BANDUNG — Harga cabai rawit merah di sejumlah pasar tradisional Jawa Barat menembus angka Rp135 ribu per kilogram, naik drastis dari harga normal yang berkisar Rp60 ribu hingga Rp80 ribu per kilogram. Pedagang di Pasar Induk Gedebage, Bandung, menyebut kenaikan sudah terjadi sejak dua pekan lalu dan terus merangkak naik setiap hari.
Kepala Dinas Ketahanan Pangan dan Peternakan Jawa Barat mengonfirmasi bahwa produksi cabai dari sentra utama seperti Garut, Cianjur, dan Pangalengan menurun signifikan. Hujan deras yang terus mengguyur sejak akhir Januari menyebabkan buah cabai busuk sebelum dipanen. Akibatnya, pasokan ke pasar induk turun hingga 30 persen dalam dua minggu terakhir.
“Biasanya saya ambil satu kuintal sekali belanja, sekarang cuma berani setengah kuintal. Takut tidak laku karena harga jual terlalu tinggi,” ujar Siti, pedagang cabai di Pasar Kosambi, Bandung, Senin (10/3). Ia mengaku terpaksa menaikkan harga jual eceran karena harga beli dari distributor naik terus.

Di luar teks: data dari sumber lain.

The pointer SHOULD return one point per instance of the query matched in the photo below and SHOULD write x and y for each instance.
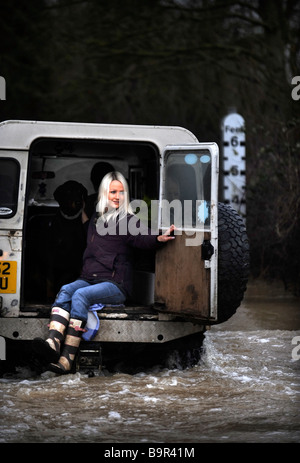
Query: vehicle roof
(19, 134)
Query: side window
(9, 187)
(187, 189)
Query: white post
(234, 162)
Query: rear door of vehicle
(13, 165)
(186, 268)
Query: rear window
(9, 187)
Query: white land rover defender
(197, 280)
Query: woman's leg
(99, 293)
(66, 292)
(82, 299)
(49, 350)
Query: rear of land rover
(36, 158)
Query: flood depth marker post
(234, 162)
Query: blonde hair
(102, 206)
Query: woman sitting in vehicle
(106, 275)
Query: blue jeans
(78, 296)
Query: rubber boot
(72, 341)
(49, 350)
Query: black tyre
(233, 261)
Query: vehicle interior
(53, 238)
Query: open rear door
(186, 269)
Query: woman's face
(115, 194)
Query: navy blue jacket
(108, 255)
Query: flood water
(246, 388)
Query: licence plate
(8, 277)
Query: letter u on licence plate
(8, 277)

Ibu rumah tangga mulai mengurangi pembelian cabai. “Dulu beli setengah kilo, sekarang cuma dua ons. Diganti dengan cabe bubuk atau cabai kering yang lebih murah,” kata Yanti, warga Cimahi. Pelaku usaha warung makan dan pedagang gorengan juga mulai mengeluh. Seorang pemilik warung nasi di kawasan Dipatiukur mengaku margin keuntungannya tergerus karena tidak bisa menaikkan harga jual terlalu tinggi.

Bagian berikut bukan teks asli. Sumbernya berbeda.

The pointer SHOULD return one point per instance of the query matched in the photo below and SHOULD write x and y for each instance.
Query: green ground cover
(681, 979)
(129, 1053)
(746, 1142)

Pemerintah Provinsi Jawa Barat berencana menggelar operasi pasar murah di 10 titik rawan inflasi mulai pekan depan. Selain itu, tim pengendali inflasi daerah juga mulai menjalin komunikasi dengan pemasok dari Jawa Timur dan Lampung untuk menambah pasokan. “Kami targetkan harga kembali ke level Rp80 ribu dalam dua pekan ke depan,” ujar Kepala Dinas Perindustrian dan Perdagangan Jabar. Namun, pedagang ragu target itu tercapai selama musim hujan masih berlangsung.
Pengamat pertanian dari Universitas Padjadjaran memperkirakan harga baru akan turun setelah masa panen raya pada April mendatang. Ia menambahkan, gangguan cuaca yang berkepanjangan bisa memperpanjang siklus harga tinggi. Masyarakat pun disarankan beralih sementara ke komoditas pengganti seperti cabai kering atau bubuk cabai yang harganya lebih stabil.